Saint Vladimir’s Seminary Professor Dr. Peter Bouteneff traveled to Estonia for a unique experience, spending ten days in residency at Arvo Pärt Centre in the village of Laulasmaa from November 21-30, 2019.
“This residency was a period of retreat for me, an immersion into the music and world of Pärt which is so endlessly meaningful to me,” said Bouteneff. “It gave me the opportunity to work in silence, with a view to the great Estonian forest that surrounds the building. And then I could poke my head out of my study room and get into a conversation with one of the Centre’s staff, a visitor, or even with the composer himself.”
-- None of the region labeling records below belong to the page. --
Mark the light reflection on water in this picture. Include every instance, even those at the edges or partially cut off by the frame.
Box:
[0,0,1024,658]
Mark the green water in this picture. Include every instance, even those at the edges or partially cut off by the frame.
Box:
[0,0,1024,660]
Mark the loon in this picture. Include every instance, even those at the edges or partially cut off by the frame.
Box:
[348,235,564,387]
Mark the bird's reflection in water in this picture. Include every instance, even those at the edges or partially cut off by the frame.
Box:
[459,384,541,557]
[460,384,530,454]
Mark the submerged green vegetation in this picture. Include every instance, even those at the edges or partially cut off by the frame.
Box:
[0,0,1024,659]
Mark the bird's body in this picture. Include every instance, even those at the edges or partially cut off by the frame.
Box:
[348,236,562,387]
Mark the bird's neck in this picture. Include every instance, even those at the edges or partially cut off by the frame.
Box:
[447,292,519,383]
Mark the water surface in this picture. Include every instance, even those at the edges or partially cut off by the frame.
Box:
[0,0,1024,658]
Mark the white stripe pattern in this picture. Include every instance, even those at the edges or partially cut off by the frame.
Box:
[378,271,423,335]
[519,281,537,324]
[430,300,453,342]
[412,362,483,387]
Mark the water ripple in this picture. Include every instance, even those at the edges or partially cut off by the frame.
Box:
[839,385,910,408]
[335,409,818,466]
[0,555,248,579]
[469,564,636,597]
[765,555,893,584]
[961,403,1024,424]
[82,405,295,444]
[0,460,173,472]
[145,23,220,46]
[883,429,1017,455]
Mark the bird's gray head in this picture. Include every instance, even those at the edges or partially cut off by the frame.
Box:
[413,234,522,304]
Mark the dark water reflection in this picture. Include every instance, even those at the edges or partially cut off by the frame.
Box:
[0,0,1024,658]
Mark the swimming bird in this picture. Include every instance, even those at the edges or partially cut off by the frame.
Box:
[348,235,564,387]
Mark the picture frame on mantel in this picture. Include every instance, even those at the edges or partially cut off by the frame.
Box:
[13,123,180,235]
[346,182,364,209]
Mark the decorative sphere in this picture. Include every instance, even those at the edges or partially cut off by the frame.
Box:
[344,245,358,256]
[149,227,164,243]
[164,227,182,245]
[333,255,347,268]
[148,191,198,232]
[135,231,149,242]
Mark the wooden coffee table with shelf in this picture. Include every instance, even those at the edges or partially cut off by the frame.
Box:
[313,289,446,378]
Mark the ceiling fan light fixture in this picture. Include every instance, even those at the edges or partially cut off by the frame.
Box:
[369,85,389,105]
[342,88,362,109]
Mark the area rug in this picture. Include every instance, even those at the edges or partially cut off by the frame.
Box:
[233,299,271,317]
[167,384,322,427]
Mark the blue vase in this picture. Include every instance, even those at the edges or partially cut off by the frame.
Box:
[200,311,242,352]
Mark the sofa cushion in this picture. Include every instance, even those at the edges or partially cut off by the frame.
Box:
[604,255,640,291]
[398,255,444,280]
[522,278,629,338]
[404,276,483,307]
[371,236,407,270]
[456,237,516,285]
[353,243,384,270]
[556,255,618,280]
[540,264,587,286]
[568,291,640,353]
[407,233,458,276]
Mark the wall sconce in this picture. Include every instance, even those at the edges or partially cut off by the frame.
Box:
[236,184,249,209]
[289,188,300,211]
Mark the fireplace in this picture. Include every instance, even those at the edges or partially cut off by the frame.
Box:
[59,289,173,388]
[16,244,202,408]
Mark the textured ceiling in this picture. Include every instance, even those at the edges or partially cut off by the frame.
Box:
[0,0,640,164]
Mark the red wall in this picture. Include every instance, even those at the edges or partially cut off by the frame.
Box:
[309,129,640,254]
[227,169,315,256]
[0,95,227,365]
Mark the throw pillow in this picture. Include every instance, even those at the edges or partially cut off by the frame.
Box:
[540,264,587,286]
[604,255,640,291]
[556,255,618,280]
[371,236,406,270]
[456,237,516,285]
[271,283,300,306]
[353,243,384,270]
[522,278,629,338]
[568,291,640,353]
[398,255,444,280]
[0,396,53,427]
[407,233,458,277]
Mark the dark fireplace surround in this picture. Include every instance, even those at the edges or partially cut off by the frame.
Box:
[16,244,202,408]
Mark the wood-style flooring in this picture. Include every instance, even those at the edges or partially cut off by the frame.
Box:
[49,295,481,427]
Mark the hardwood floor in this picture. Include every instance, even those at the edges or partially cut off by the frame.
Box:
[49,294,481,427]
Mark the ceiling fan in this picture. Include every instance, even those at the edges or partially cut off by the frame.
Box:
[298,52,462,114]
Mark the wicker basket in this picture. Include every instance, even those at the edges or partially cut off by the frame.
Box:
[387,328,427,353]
Bouteneff serves on the Arvo Pärt Centre’s Board of Artistic Advisors and is the director of St. Vladimir’s Seminary’s Arvo Pärt Project, which he co-founded together with former faculty member Nicholas Reeves in 2011. Since then, Pärt’s spiritual roots in Orthodox Christianity have inspired the Seminary to produce high-profile concerts, essays and books, and cross-disciplinary panel discussions.
In 2015, the Seminary signed a concordat with the Arvo Pärt Centre for continued cooperation between the Centre and St. Vladimir’s, above all in the fields of arts and theology, in mutual counseling, and in joint academic activities. Since the opening of the Centre in 2018, which Bouteneff and Seminary President Fr. Chad Hatfield attended, it has welcomed upwards of 33,000 visitors.
Professor Bouteneff said the timing of his recent stay at the Centre made it even more meaningful for him.
“It was a special joy to be there during the days that Archimandrite Sophrony of Essex was canonized a saint,” he said. “Arvo Pärt and I first met in 1990 at Fr. Sophrony’s monastery. Sophrony and St. Silouan the Athonite have been a profound influence on Pärt’s life and music, and the chapel at the heart of the Pärt Centre was immediately dedicated in the name of St. Sophrony.”
Bouteneff’s residency concluded with a public lecture in the Centre’s auditorium entitled, “Music as translation: The movement from text to reception in Arvo Pärt’s music.” The lecture explored the relationship between the sacred texts that Pärt sets to music, and the profound spiritual power that the music has over its vastly diverse audience.